Since March 2020, federal rates have ranged from 0% to 0.255%. Shea explains that if the federal rate increases by one percentage point, it means that the average rate for mortgages will rise to approximately 4%. This is still an historically low rate.
Shea stated that she expects the rate increase to be gradual and will increase by 1% this year, regardless how often rates rise.
Jordan Tampien, co-founder of 4 Degrees Real Estate, says he expects interest rate increases will decrease the amount of home a person can afford to purchase, which in turn will help to slow home price increases in Spokane’s market.
Tampien adds that there are a lot of out-of-town cash-paying homebuyers who won’t be financing a mortgage and therefore aren’t affected by rising mortgage rates. Consequently, rates likely won’t have a huge net effect on the local real estate market, he stays.
Kiemle Hagood vice president and director of brokerage Casey Brazil concurs with Tampien and says the short-term outlook likely won’t show an immediate impact from rising interest rates due to the amount of cash currently flowing in the homebuyer market.
Brazil claims that rising rates will lead to an increase in financing costs over the long-term.
While a rise in mortgage rates could affect consumers’ buying power, it could be at least partially offset by an increase in the inventory of homes for sale.
Plese explains, if people think there’s a chance they could lose a drop of their home’s worth in the next year, they may consider selling as soon as possible, which will add to the local housing inventory. If buyers have more options and there is more inventory, then it could mean that there is less competition for homes. This will likely result in fewer bidding wars, which could lead to a decrease in home prices.

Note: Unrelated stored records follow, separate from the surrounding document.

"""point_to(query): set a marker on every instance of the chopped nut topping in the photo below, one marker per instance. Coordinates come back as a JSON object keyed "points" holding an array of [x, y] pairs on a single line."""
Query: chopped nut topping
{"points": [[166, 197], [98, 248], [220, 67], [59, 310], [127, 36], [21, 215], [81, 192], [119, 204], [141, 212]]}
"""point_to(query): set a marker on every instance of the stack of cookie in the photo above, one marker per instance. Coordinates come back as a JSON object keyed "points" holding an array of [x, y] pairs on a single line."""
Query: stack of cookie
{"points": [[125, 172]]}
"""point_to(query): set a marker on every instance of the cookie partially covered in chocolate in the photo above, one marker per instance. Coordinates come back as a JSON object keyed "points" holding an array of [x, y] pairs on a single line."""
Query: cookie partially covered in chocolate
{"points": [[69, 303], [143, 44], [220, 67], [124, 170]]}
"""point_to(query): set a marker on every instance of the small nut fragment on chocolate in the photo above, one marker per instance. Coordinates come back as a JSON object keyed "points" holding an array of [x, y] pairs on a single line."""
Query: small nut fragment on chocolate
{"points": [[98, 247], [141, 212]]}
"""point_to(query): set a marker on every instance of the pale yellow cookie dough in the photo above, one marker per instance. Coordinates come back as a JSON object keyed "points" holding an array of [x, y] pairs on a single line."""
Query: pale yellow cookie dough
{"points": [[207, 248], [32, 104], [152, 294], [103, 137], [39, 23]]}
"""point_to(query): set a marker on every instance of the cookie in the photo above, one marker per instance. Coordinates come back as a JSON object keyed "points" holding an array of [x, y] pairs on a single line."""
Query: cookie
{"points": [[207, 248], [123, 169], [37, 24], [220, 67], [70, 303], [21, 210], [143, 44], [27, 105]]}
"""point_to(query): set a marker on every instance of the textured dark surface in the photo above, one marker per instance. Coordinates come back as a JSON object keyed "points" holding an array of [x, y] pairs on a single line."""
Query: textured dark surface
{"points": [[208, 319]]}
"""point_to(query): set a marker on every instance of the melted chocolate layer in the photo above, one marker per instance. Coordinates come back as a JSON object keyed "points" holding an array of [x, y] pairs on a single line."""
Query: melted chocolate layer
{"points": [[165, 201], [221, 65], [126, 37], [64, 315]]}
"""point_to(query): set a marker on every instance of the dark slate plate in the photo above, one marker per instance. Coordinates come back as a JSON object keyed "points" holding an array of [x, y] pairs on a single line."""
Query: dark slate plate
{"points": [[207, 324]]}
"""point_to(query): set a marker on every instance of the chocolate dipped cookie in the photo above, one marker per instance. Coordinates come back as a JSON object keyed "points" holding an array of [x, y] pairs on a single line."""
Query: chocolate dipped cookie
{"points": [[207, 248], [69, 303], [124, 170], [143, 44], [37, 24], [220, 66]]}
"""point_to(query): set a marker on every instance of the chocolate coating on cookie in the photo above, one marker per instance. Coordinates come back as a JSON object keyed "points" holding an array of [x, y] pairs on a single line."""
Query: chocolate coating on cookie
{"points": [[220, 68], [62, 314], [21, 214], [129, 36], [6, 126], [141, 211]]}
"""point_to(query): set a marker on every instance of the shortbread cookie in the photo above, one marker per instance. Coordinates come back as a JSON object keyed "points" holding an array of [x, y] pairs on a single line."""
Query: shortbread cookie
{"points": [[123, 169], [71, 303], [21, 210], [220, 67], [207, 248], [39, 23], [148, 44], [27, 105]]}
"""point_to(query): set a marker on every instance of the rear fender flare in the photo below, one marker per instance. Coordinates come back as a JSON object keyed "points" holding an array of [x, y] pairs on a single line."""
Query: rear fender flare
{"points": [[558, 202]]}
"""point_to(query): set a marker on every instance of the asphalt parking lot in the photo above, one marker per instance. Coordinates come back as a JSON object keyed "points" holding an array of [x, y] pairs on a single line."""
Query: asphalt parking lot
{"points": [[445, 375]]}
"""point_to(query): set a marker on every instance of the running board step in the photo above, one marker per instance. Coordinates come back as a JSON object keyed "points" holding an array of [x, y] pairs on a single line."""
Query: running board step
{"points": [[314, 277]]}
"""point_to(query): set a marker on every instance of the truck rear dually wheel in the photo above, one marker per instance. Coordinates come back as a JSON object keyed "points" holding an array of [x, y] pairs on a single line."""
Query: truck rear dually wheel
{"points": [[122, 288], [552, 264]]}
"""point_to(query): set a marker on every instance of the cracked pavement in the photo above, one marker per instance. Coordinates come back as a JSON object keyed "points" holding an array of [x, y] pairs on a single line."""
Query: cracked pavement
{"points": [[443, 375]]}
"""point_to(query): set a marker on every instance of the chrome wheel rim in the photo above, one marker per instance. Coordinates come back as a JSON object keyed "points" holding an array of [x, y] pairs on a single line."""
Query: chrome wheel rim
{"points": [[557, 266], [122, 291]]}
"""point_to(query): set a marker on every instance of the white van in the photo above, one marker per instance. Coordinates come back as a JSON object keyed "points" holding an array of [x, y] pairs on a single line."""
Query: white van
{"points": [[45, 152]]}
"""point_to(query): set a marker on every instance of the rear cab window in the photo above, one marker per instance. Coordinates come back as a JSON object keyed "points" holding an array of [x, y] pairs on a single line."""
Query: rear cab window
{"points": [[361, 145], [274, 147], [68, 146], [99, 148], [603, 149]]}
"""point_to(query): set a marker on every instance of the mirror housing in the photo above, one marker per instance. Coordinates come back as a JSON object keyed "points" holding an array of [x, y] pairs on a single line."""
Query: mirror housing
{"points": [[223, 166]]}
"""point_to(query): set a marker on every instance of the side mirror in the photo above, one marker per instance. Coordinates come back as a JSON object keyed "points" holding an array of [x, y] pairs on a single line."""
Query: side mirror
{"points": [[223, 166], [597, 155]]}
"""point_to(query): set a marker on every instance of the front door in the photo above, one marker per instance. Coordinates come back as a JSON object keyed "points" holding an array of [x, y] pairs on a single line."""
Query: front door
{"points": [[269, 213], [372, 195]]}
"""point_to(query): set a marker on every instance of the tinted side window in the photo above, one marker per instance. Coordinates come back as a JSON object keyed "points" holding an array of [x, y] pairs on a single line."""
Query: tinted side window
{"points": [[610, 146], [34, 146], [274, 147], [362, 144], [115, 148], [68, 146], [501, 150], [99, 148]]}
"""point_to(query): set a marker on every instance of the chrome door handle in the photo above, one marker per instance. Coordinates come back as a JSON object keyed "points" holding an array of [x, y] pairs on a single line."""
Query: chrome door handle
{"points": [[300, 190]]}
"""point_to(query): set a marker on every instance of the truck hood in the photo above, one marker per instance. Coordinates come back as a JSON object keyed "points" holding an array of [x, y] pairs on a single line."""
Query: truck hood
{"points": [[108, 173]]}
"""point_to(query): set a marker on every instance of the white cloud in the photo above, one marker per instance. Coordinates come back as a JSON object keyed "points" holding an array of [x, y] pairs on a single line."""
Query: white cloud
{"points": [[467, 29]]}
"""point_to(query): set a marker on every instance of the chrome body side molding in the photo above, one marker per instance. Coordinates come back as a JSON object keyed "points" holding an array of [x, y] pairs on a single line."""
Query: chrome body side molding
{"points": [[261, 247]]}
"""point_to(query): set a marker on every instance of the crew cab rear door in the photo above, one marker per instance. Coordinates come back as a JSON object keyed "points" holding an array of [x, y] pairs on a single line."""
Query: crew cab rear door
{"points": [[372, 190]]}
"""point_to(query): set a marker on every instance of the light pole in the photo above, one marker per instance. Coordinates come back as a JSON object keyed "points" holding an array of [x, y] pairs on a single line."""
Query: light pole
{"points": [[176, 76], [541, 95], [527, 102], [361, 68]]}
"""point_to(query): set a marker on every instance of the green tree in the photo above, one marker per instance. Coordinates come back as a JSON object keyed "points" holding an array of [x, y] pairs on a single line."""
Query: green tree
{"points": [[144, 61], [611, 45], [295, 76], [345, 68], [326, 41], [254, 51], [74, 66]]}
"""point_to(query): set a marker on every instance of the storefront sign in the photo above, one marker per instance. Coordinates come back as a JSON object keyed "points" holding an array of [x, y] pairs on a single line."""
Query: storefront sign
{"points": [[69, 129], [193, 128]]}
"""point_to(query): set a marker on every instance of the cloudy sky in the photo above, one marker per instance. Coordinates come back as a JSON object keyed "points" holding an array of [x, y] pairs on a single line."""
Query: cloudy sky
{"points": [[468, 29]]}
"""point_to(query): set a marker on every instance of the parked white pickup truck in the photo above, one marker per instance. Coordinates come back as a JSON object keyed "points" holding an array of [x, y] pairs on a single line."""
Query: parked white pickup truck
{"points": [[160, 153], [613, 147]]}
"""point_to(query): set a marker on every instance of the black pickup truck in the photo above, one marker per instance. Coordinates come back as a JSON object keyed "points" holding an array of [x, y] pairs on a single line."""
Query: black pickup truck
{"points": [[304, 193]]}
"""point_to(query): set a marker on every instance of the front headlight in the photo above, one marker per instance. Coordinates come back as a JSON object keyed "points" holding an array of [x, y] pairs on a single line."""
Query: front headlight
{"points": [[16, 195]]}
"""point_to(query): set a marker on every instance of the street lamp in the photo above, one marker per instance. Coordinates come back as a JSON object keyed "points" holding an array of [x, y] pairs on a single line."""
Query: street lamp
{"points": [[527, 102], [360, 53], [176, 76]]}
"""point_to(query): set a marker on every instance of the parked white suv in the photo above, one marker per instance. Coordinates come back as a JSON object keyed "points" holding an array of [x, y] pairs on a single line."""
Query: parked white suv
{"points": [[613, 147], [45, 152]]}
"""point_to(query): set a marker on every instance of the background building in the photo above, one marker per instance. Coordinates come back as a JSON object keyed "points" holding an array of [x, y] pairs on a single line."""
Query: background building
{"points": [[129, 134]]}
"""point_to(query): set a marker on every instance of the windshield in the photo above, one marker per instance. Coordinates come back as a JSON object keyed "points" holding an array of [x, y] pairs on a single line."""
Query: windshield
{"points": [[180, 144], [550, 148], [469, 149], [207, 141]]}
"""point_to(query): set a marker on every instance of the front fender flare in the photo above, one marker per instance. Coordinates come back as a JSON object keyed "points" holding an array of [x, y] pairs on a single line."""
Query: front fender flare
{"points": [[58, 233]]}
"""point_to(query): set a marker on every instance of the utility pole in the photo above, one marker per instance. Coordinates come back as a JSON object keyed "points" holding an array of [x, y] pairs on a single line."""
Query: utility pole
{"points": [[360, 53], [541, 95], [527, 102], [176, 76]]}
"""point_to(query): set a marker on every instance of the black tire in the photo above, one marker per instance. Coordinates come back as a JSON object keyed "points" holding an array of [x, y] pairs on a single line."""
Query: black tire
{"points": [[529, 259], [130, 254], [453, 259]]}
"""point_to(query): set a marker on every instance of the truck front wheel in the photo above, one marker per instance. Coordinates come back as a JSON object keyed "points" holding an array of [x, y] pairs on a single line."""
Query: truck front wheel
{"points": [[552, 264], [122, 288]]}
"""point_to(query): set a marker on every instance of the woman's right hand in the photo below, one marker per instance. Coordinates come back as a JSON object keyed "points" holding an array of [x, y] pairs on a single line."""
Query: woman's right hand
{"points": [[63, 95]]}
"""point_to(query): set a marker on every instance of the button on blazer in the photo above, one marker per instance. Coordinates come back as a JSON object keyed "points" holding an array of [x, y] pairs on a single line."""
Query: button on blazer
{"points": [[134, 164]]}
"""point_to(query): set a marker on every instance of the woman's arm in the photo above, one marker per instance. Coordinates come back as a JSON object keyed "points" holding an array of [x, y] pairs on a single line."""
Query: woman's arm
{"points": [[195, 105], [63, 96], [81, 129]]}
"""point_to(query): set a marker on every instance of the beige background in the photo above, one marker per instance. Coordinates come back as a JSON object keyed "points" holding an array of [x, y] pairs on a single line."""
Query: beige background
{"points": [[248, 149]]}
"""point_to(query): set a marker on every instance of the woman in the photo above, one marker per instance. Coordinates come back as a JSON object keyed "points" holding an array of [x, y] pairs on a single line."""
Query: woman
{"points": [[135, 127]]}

Mountain West’s Shea says she’s seen inventory levels slowly creeping upward, but homebuyers will still face low inventory of homes priced at less than $400,000.
“Under $400,000 is where we have competing offers and people trying to get in on their first home. That’s where it’s a challenge,” Shea contends.
Compared to historic interest rates, Shea says, “We’ve been living on the very low end of the scale for a while.”
Regarding anticipated incremental rate increases, Shea adds, “They will still be great rates.”